Rurak saw a network of interlacing great branches and thick vines snaking through them. A wall of blue jungle came smashing inward against the wing's frail cabin and then a prolonged splintering crash sounded as though from a great distance.

Curiously he watched himself grope feebly among the shattered debris of what had been the instrument panel for the radiophone. He laughed even as he watched. The wing was a hopeless wreck.

Tis, the Yzap native, crawled out of the shattered turret and helped Rurak to climb into the vine-latticed branches about them. He hoped that Rurak would remember to take along his rocket pistol and some shells and was pleased to see Rurak obediently follow his will. It was strange to float here impartially a few feet above his own dazed body. There was no pain, just a dull aching void far back in his brain.

He watched the figures of Rurak Dun and Tis slowly descending and somehow he was descending with them. They dropped a last few feet to the mossy soil beneath the great trees and he felt the jar jolt up to his brain. The misty something that seemed to have separated him from his body was dissolving. He could feel pain and taste the salty warmth of sweat in his mouth.

An ominous black wall of metal reared itself out of the jungle a few yards away and he sensed that here was the handiwork of some intelligent creature. There was an oval window of transparent material staring like some empty eyesocket out of the wall at him. Memory jabbed feebly at him and presently he recalled what this must be.... The Indra!


Voices were shouting something in a tongue that was familiar; whether Yzap or Rurak's own beloved Martian he could not tell.
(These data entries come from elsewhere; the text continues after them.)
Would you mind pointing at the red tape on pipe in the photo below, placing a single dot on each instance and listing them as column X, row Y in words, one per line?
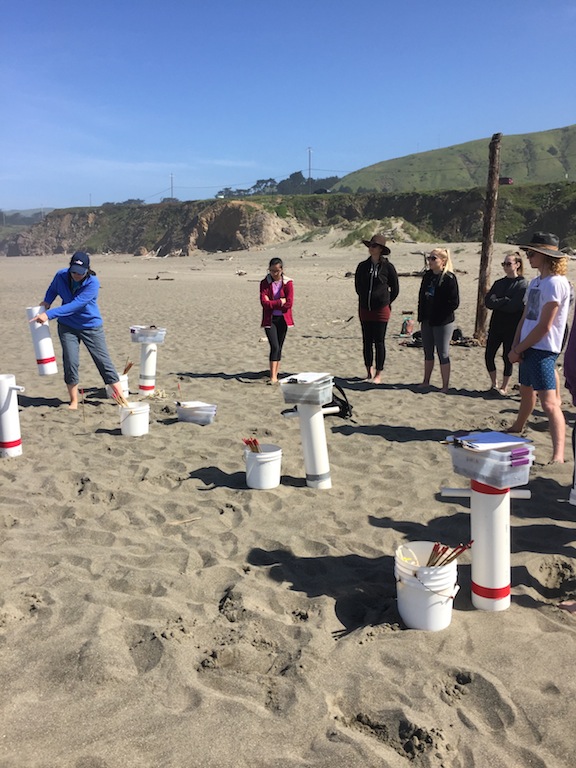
column 487, row 489
column 491, row 594
column 11, row 443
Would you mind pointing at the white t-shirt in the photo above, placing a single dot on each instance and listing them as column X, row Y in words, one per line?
column 541, row 291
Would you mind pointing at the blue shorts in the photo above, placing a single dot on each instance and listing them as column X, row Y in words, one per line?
column 538, row 369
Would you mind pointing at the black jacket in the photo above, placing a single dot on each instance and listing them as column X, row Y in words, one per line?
column 506, row 298
column 376, row 285
column 437, row 301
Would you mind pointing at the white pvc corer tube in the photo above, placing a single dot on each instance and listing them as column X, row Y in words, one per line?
column 314, row 447
column 42, row 340
column 490, row 533
column 10, row 435
column 147, row 380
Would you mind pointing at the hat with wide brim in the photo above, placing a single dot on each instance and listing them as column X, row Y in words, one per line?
column 378, row 240
column 544, row 242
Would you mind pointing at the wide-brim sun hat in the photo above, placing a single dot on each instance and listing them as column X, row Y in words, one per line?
column 378, row 240
column 544, row 242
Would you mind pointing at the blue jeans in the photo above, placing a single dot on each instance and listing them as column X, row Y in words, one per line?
column 95, row 343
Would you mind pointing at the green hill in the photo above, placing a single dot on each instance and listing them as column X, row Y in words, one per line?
column 529, row 158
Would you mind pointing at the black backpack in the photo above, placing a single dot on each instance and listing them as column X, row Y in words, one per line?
column 345, row 409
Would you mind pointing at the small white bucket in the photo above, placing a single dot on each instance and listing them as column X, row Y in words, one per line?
column 425, row 593
column 263, row 469
column 123, row 379
column 134, row 419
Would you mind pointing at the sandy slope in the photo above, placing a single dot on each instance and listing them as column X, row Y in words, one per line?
column 156, row 612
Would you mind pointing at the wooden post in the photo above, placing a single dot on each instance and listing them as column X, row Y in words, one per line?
column 487, row 237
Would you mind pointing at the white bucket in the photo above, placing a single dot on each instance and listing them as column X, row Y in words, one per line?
column 134, row 419
column 123, row 379
column 263, row 469
column 425, row 594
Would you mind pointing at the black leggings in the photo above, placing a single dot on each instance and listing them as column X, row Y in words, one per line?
column 276, row 335
column 373, row 335
column 504, row 336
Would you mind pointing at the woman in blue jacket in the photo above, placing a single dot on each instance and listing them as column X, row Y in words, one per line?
column 79, row 320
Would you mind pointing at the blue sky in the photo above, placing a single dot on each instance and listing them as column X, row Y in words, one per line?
column 121, row 99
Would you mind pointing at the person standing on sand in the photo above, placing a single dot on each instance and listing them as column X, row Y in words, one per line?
column 506, row 300
column 570, row 374
column 79, row 320
column 539, row 336
column 438, row 299
column 377, row 286
column 276, row 298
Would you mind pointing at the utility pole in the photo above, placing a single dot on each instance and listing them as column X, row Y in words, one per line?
column 487, row 236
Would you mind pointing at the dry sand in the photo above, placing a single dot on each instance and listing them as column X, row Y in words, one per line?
column 155, row 612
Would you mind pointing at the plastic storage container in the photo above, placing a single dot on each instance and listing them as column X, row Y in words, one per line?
column 147, row 334
column 307, row 388
column 500, row 468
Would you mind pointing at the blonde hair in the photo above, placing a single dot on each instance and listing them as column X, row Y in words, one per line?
column 444, row 254
column 557, row 266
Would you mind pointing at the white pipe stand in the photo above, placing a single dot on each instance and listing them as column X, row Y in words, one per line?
column 147, row 380
column 314, row 446
column 10, row 435
column 42, row 340
column 490, row 534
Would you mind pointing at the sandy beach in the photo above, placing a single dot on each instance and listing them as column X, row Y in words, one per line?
column 155, row 612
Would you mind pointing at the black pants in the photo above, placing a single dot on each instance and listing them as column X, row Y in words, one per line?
column 276, row 335
column 504, row 336
column 373, row 335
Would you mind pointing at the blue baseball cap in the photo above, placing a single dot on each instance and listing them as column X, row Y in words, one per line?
column 80, row 263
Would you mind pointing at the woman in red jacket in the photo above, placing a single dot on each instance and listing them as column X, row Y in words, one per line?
column 276, row 297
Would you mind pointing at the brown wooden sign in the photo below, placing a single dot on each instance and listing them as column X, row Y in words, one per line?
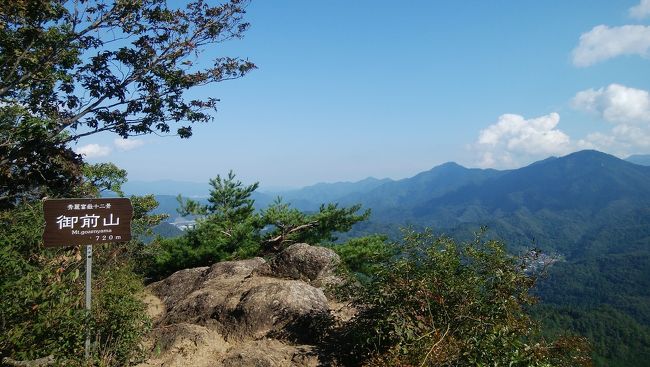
column 86, row 221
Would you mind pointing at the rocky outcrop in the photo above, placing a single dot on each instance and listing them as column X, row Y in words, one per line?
column 243, row 313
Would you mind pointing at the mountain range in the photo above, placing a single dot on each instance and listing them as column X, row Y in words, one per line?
column 590, row 209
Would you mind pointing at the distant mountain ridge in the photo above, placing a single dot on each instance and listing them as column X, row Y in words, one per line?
column 642, row 159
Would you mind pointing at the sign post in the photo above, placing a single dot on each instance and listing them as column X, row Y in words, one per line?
column 86, row 222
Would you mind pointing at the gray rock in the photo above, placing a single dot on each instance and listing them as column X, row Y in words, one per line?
column 304, row 262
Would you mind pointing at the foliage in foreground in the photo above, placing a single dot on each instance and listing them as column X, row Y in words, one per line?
column 446, row 304
column 229, row 228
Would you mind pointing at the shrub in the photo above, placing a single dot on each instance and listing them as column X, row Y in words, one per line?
column 446, row 304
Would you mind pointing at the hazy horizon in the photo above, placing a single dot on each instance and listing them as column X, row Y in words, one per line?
column 345, row 91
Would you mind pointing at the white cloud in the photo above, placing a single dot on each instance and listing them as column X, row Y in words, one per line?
column 603, row 42
column 127, row 144
column 514, row 140
column 640, row 11
column 628, row 109
column 616, row 103
column 94, row 150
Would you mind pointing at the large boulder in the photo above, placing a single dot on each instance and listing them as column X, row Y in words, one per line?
column 304, row 262
column 232, row 298
column 243, row 313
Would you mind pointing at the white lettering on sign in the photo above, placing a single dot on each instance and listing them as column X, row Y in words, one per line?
column 89, row 220
column 111, row 222
column 66, row 222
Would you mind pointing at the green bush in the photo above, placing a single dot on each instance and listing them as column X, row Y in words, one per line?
column 446, row 304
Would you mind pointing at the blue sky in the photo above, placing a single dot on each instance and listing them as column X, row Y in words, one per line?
column 350, row 89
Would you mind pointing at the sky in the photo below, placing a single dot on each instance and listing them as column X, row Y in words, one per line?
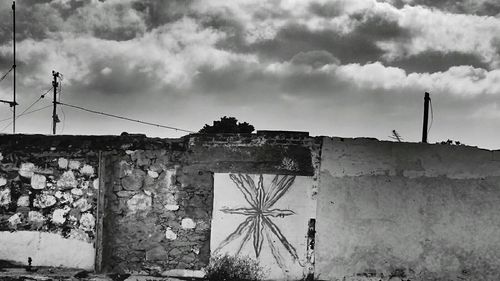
column 347, row 68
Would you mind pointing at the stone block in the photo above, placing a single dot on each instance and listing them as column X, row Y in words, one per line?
column 139, row 202
column 157, row 253
column 134, row 181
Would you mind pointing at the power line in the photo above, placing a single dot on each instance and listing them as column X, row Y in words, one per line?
column 125, row 118
column 27, row 113
column 23, row 113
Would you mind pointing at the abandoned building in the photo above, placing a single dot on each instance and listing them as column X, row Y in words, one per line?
column 338, row 208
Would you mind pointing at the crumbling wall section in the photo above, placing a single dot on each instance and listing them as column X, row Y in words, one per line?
column 159, row 202
column 158, row 213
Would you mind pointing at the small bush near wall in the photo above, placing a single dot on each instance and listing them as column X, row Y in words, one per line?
column 234, row 268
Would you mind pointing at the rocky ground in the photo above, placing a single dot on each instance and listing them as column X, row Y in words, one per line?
column 50, row 274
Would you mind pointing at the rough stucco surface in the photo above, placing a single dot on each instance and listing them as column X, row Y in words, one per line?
column 46, row 249
column 280, row 242
column 408, row 211
column 159, row 200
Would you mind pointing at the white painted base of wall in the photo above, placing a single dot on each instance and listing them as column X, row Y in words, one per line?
column 46, row 249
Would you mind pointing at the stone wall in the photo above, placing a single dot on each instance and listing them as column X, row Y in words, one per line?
column 159, row 201
column 46, row 190
column 158, row 213
column 155, row 196
column 49, row 195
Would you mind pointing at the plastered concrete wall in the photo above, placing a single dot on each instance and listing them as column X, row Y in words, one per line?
column 407, row 212
column 159, row 202
column 265, row 217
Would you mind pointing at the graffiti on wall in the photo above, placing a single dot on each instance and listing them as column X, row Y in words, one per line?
column 265, row 217
column 259, row 213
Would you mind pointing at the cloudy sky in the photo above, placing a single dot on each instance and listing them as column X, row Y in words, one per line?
column 353, row 68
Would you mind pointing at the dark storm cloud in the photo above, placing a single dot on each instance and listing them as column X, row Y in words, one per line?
column 33, row 21
column 315, row 59
column 114, row 76
column 474, row 7
column 358, row 46
column 326, row 10
column 157, row 13
column 434, row 61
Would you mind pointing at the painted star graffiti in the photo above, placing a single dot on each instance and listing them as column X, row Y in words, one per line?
column 258, row 222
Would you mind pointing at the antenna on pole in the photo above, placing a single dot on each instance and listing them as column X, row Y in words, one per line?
column 14, row 103
column 426, row 117
column 55, row 118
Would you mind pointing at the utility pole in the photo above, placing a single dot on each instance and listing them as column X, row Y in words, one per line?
column 14, row 103
column 426, row 117
column 55, row 119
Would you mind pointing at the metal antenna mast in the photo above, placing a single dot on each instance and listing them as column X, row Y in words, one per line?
column 55, row 119
column 14, row 103
column 426, row 117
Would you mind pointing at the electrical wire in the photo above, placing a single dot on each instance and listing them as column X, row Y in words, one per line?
column 64, row 120
column 125, row 118
column 5, row 75
column 29, row 112
column 22, row 113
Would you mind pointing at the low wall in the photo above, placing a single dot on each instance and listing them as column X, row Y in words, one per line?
column 48, row 204
column 407, row 211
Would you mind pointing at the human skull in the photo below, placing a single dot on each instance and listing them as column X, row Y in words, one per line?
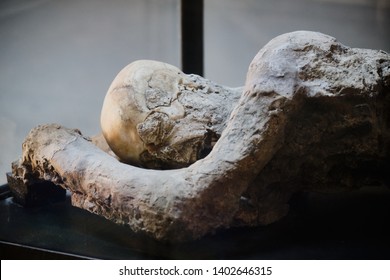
column 155, row 116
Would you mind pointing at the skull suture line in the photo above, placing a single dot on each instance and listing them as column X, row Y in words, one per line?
column 156, row 116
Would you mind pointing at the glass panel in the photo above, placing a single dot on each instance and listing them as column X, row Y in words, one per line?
column 236, row 30
column 58, row 58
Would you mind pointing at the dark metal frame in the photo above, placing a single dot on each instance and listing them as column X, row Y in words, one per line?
column 191, row 14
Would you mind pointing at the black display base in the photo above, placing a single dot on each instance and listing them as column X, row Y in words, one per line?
column 352, row 225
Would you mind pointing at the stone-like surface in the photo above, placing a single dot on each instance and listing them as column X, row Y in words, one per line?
column 313, row 115
column 156, row 116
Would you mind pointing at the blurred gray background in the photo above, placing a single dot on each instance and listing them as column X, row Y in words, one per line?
column 58, row 57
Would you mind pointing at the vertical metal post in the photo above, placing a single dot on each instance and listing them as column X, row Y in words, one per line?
column 192, row 36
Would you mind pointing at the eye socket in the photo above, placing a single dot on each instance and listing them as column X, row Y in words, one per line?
column 155, row 128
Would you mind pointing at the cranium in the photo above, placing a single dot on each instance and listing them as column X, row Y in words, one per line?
column 156, row 116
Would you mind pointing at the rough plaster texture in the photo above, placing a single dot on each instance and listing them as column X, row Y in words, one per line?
column 313, row 115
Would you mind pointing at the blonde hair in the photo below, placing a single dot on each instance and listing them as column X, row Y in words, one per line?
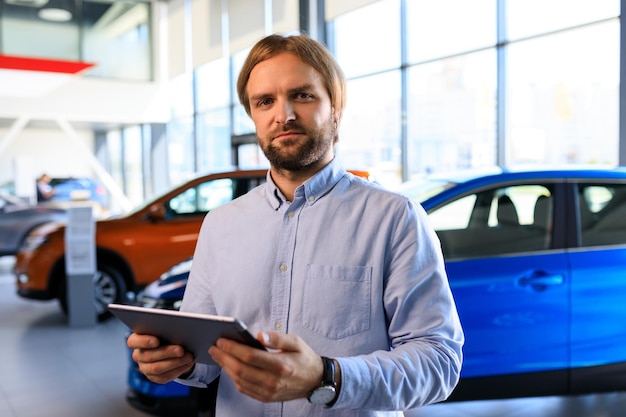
column 309, row 51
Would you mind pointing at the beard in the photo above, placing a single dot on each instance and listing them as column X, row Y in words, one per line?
column 300, row 154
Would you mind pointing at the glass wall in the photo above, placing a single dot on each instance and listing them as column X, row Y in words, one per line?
column 538, row 85
column 439, row 86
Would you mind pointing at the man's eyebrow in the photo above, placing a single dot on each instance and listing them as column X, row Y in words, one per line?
column 299, row 89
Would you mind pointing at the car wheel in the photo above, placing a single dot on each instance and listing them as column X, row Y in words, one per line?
column 109, row 287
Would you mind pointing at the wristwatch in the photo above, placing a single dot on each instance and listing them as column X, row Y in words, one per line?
column 325, row 393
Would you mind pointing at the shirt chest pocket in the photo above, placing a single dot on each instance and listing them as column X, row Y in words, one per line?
column 337, row 300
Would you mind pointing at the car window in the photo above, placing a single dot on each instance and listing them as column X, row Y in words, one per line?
column 209, row 195
column 496, row 221
column 602, row 214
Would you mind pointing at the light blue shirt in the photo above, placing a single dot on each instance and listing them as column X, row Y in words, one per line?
column 354, row 270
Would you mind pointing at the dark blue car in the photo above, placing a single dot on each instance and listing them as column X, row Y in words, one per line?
column 537, row 264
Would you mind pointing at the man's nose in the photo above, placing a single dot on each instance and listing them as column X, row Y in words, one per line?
column 285, row 113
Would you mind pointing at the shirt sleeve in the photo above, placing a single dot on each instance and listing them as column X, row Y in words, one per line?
column 423, row 363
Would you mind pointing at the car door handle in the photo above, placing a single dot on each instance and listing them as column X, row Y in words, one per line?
column 540, row 280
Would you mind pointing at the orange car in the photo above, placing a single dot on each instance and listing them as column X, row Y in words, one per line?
column 132, row 250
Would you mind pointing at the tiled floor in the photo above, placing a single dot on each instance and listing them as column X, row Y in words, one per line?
column 48, row 369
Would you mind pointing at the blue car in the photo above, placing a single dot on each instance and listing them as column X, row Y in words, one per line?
column 78, row 189
column 536, row 260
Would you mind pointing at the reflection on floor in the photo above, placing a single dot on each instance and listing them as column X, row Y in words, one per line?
column 597, row 405
column 51, row 370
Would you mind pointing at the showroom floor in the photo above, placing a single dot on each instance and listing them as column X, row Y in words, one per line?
column 49, row 369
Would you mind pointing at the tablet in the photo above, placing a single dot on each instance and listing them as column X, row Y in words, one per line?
column 195, row 332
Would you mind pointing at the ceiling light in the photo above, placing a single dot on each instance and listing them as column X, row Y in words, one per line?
column 57, row 11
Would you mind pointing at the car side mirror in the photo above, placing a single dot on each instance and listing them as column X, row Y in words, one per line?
column 157, row 212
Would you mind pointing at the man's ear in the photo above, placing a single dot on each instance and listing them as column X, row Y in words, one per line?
column 336, row 117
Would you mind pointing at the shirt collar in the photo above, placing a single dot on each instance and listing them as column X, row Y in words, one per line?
column 311, row 190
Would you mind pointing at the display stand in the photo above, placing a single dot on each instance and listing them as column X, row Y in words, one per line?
column 80, row 266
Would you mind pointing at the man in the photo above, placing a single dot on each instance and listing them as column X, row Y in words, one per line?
column 44, row 190
column 348, row 277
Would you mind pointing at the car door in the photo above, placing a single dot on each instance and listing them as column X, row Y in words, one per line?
column 599, row 284
column 510, row 287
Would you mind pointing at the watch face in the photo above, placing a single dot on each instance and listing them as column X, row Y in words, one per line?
column 322, row 395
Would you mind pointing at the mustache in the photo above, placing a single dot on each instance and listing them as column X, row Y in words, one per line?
column 290, row 127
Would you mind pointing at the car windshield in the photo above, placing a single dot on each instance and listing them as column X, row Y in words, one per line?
column 421, row 190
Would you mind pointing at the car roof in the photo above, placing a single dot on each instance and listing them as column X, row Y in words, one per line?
column 432, row 189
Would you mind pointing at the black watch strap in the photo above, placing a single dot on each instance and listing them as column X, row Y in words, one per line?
column 328, row 378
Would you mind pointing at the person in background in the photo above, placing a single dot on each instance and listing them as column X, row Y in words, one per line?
column 341, row 280
column 44, row 190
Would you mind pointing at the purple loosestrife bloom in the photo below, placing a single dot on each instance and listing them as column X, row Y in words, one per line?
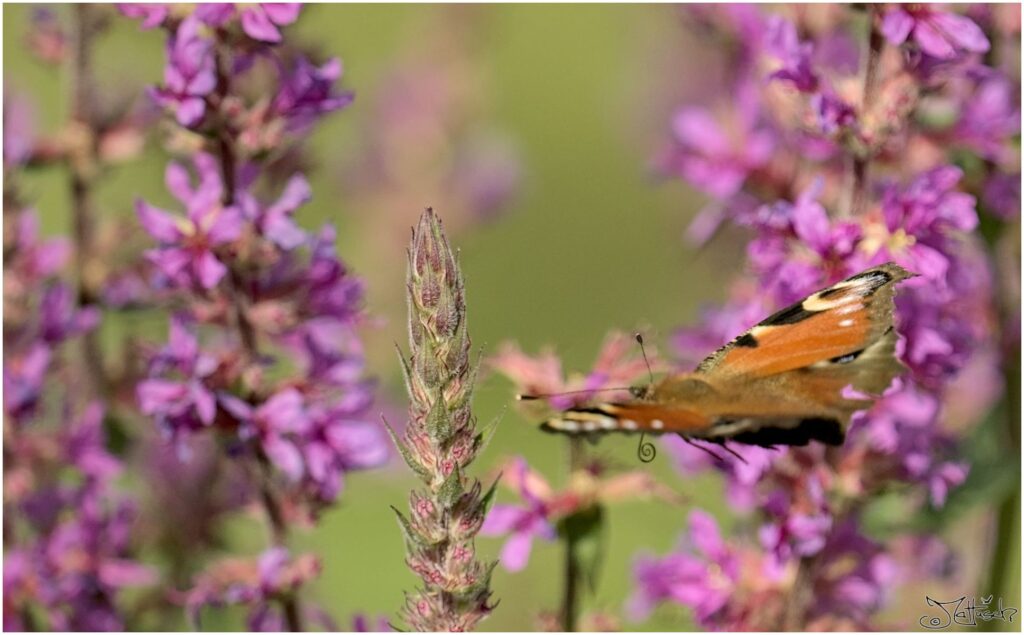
column 190, row 73
column 715, row 158
column 59, row 318
column 921, row 217
column 263, row 20
column 274, row 424
column 938, row 33
column 794, row 54
column 185, row 404
column 274, row 222
column 260, row 20
column 700, row 576
column 989, row 117
column 522, row 523
column 307, row 92
column 18, row 125
column 32, row 258
column 185, row 255
column 24, row 377
column 914, row 208
column 152, row 15
column 255, row 584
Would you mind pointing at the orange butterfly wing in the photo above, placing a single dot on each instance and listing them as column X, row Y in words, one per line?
column 781, row 381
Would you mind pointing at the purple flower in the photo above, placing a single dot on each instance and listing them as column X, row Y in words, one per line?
column 274, row 222
column 262, row 20
column 18, row 125
column 711, row 158
column 921, row 217
column 795, row 55
column 260, row 585
column 152, row 15
column 185, row 255
column 1001, row 196
column 990, row 116
column 701, row 575
column 85, row 446
column 259, row 20
column 307, row 92
column 331, row 290
column 59, row 318
column 23, row 381
column 190, row 73
column 939, row 34
column 522, row 523
column 273, row 424
column 184, row 404
column 34, row 259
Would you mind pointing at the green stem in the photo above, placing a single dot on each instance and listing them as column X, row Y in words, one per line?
column 570, row 592
column 82, row 167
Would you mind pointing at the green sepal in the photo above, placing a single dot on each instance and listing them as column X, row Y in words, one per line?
column 488, row 497
column 439, row 422
column 411, row 461
column 412, row 538
column 586, row 532
column 482, row 584
column 451, row 491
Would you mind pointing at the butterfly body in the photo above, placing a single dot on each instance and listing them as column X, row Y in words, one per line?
column 785, row 381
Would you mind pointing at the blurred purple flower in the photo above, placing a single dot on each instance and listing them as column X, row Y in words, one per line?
column 990, row 116
column 700, row 575
column 1001, row 196
column 307, row 92
column 152, row 15
column 185, row 404
column 921, row 217
column 189, row 75
column 262, row 20
column 522, row 523
column 18, row 125
column 795, row 55
column 938, row 33
column 273, row 424
column 714, row 159
column 185, row 254
column 274, row 221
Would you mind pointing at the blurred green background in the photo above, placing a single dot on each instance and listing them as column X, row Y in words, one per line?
column 590, row 244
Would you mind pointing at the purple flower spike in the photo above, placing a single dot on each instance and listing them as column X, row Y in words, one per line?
column 307, row 93
column 262, row 22
column 522, row 523
column 275, row 221
column 190, row 73
column 938, row 33
column 152, row 14
column 274, row 424
column 185, row 256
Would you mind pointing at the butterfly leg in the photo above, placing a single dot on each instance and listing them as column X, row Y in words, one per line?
column 701, row 448
column 646, row 450
column 722, row 442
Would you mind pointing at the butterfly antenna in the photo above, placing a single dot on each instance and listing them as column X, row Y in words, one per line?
column 643, row 351
column 733, row 453
column 544, row 395
column 646, row 450
column 708, row 450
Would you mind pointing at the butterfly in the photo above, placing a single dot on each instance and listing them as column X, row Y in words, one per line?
column 783, row 382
And then he saw a knot of dark shapes, red insect men, crawling toward him through the blue jungle. But it was not the sudden appearance of these creatures that made Rurak gape in wonderment. For circling to a landing above the heads of the insect men was a small golden chariot drawn by two gigantic crimson birds. And standing in the sky-chariot was the most beautiful woman Rurak Dun had ever seen. As the queer conveyance swooped gracefully to rest in the small clearing the girl stepped out and walked swiftly toward them. Her amazingly golden hair floated freely about her rounded, shapely shoulders as she approached the dumb-founded group. Rurak Dun remembered that he was still gaping rudely. He colored, and started an apology, but with upraised hand, the girl brushed it aside.